L’uscita di entrambi i rapporti costituisce l’occasione per ricordare che, su temi di così ampia rilevanza, è necessario che il Governo coinvolga pienamente anche le Parti Sociali, perché parliamo di tematiche che hanno non solo un forte impatto sui cittadini e sulle comunità, ma anche e soprattutto sul mondo del lavoro e includono la richiesta sempre più forte di nuove figure professionali (i c.d. green jobs). Tanto sui rifiuti quanto sulla tutela del bene acqua, il Governo non può continuare ad intervenire solo in fase emergenziale, ma occorre che adotti una nuova visione di sviluppo e attenzione per investire su tutto il sistema dell’informazione, della salvaguardia e della prevenzione.

 

La Transizione ecologica che l’Italia e tutto il “Vecchio continente” stanno affrontando, accompagnata da finanziamenti concreti per mitigare gli effetti del clima che cambia e massimizzare la gestione delle risorse idriche, può migliorare la resilienza climatica delle comunità e creare posti di lavoro di qualità, ma è necessario un suo miglioramento in tempi rapidi.

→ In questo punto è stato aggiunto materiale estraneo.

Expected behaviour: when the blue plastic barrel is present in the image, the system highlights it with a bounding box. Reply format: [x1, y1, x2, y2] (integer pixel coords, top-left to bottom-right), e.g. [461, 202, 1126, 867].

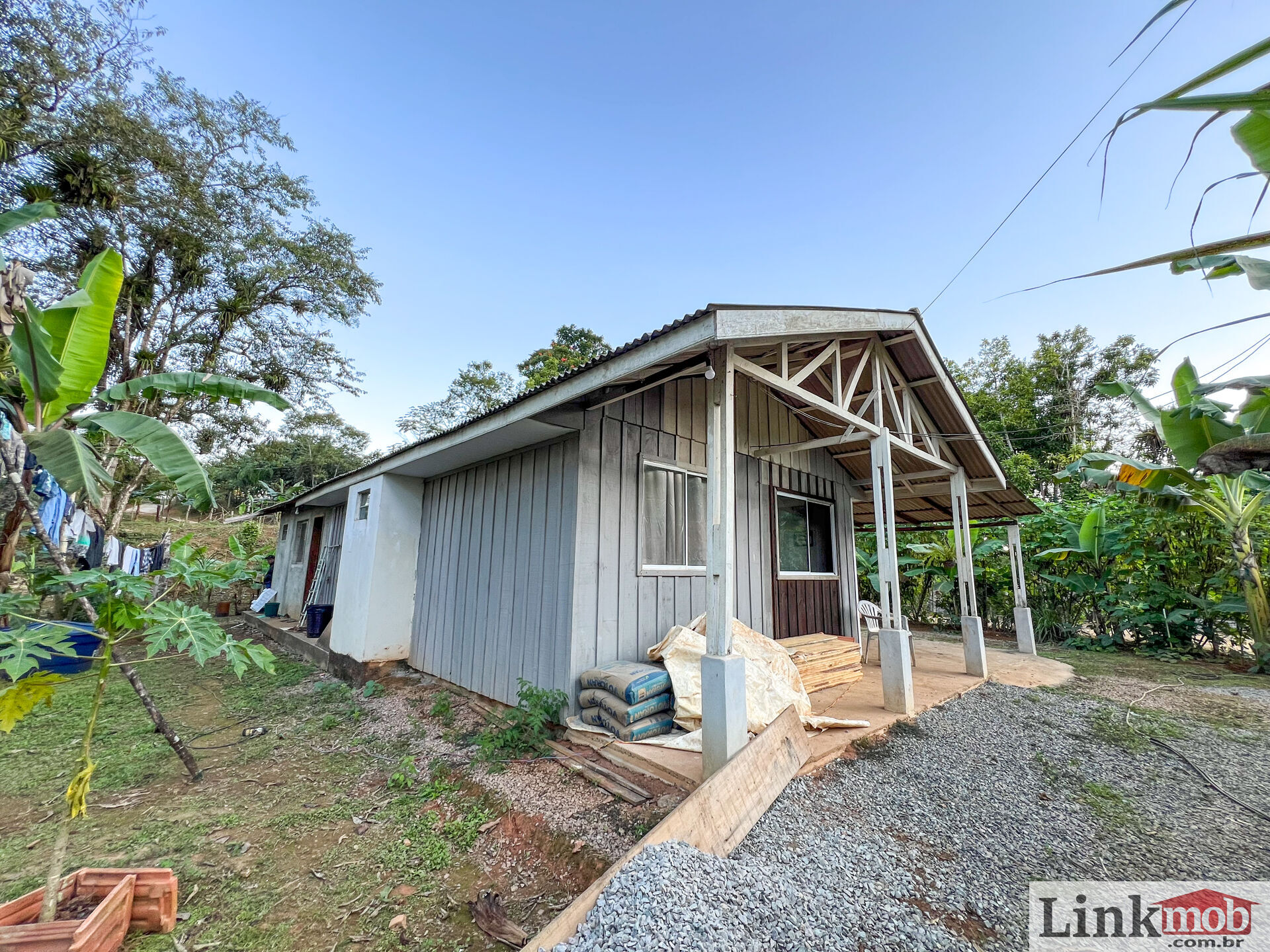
[3, 622, 102, 675]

Bisogna agire adesso, anche mediante l’utilizzo corretto dei fondi messi a disposizione dall’Unione Europea, e promuovere una grande campagna culturale che tenga alta l’attenzione di ognuno sulle tematiche legate all’ecosistema comune. La Giusta Transizione non si deve tramutare, come purtroppo sta accadendo, in un alibi per rimandare scelte e investimenti, ma deve essere l’emblema di un’azione rapida ed efficace, che abbia come obiettivi centrali la crescita sostenibile e l’occupazione.